Eye Health in the Technology Age
Technology is a part of everyday life. We wake up to our digital alarm, drive to work, stare at computer screens, and watch movies to relax. We text, call, email, read, watch, and post throughout the day. We stay connected to the far-reaches of the world just by pressing a few buttons.
Pervasive technology does raise concerns, however. Computer vision syndrome (CVS) occurs when we stare at computer screens for long periods and develop vision problems. Common symptoms include eye fatigue, blurry vision, dry eyes, headaches, and migraines. Because this is such a serious and common issue, let’s look at ways to prevent CVS from affecting you.
Prevent Computer Vision Syndrome (CVS)
First, follow the Mayo Clinic’s 20-20-20 Rule. For every 20 minutes looking at a computer or phone screen, look at an object that’s 20 feet away for 20 seconds (or close your eyes for 20 seconds). Giving your eyes consistent breaks and focusing on far-away objects will exercise your eye muscles and encourage blinking.
Blinking rejuvenates your eyes by producing tears. Dry eyes can be irritating and even damaging to your long-term eye health. Another method to increase blinking is to place your computer below eye-level. That way, eyelids consistently cover more of your eyes’ surface, and most people will blink more often in that position. If your dry eyes persist, consider using artificial tears.
The last step is lighting. During the day, a computer screen doesn’t seem particularly bright. However, without other lights to offset its brightness at night, a computer screen can significantly and quickly strain your eyes if you look at it too long. Maintain ambient light while you work.
Technology and Improving Eye Health
Because CVS is so common, we tend to hear only the negative side of technology’s health effects. However, people are beginning to see how everyday technology can improve our eye health.
Google Glass is one of the most compelling technologies for the blind and visually impaired. These space-age glasses function as wearable technology, a hands-free computer. While the technology can’t cure vision problems, it offers programs that can improve quality-of-life for those diagnosed with them.
One program, Memento, has environmental awareness. Essentially, it will tell users what surrounds them including out-of-place chairs, office equipment, parked cars, etc. It “reads” the environment and then tells the wearers what’s in front of them. This aids their mobility and helps them avoid danger. The Question-Answer program allows users to ask what they are “looking” at. The wearer takes a photograph (using the glasses) and uploads it. Glass then reads the answer aloud. Glass then reads the answer aloud.
While the potential for Google Glass is exciting, we have available technologies that can improve eye health. One of the most surprising is a classic computer game: Tetris.
Doctors at McGill University conducted a small study that hints Tetris might be the next treatment for those with amblyopia, or “lazy eye.” Amblyopia affects about 3% of the population and prevents both eyes from focusing at once. The eye that’s able to focus becomes dominant and does the visual work for the “lazy” eye. To overcome amblyopia, patients generally wear a patch over the strong eye, therefore forcing the weaker eye to strengthen.
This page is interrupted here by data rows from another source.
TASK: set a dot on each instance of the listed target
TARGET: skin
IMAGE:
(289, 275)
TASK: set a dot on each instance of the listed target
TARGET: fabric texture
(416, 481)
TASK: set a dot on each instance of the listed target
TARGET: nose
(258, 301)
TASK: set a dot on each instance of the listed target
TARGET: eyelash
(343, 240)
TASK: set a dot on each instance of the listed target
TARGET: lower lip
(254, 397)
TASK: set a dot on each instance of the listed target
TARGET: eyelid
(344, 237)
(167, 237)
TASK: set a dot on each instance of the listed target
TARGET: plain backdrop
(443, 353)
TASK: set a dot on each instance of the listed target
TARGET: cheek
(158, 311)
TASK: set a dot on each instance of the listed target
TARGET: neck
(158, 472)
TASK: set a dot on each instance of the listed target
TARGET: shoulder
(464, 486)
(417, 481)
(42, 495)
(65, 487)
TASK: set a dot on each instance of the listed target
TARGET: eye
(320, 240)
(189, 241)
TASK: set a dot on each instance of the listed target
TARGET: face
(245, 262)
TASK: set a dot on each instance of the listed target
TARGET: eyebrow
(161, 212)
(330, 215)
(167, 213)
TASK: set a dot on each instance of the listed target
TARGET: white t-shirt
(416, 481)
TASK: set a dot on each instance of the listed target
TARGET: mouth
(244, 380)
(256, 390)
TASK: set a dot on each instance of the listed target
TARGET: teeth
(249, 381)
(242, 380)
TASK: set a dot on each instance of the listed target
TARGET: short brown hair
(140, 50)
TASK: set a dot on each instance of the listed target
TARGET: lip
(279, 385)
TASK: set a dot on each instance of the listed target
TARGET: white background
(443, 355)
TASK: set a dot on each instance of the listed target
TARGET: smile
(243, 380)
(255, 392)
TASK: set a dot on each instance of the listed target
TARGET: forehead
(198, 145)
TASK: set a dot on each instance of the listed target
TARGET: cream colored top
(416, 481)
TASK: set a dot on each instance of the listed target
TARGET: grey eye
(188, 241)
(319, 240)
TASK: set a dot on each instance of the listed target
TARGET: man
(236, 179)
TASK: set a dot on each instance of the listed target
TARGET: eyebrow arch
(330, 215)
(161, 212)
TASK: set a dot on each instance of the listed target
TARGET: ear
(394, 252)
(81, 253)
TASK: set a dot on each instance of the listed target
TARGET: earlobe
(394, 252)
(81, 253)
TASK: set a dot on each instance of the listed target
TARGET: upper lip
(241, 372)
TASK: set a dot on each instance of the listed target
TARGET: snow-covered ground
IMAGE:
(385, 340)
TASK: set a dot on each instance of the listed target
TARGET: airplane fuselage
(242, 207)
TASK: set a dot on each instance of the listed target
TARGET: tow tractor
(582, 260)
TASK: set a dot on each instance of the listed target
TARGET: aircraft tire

The research team found that Tetris forced patients’ respective eyes to work together. When both eyes cooperated with each other, the amblyopic brain relearned how to see, alleviating the impairment. The McGill study only focused on adults, but doctors are assessing how to suit this healing-while-playing approach to children.
When people discuss video games, one of the last things you expect to hear is how games improve ocular health. However, that is exactly what Daphne Maurer, Seong Taek Jeon, and Terri L. Lewis argue in their amblyopia and cataract research. According to their findings, first-person-shooter video games can drastically improve eyesight.
The study required a small group of patients to play Medal of Honor for 40 hours, over the course of one month. After the treatment, all patients showed some improvement. Some showed improved spatial contrast and movement sensitivity. Others could read fine details that would been a literal blur to them a few weeks before the experiment began. While gaming didn’t remove cataracts, patients could see through them much more easily.
Dr. Maurer believes that, much like Tetris therapy, success depends on making your eyes work together. This cooperation creates new pathways in the brain and improves eyesight.
Keeping Your Eyes Healthy
The prospect that everyday technology can improve our quality-of-life and visual health is exciting and full of possibilities. However, it is essential to consult your ophthalmologist before engaging in any ocular therapy. Self-diagnosing or ignoring a vision issue can be harmful to your health. Once you’ve made an appointment and talked with your doctor, enjoy your journey to better eye health.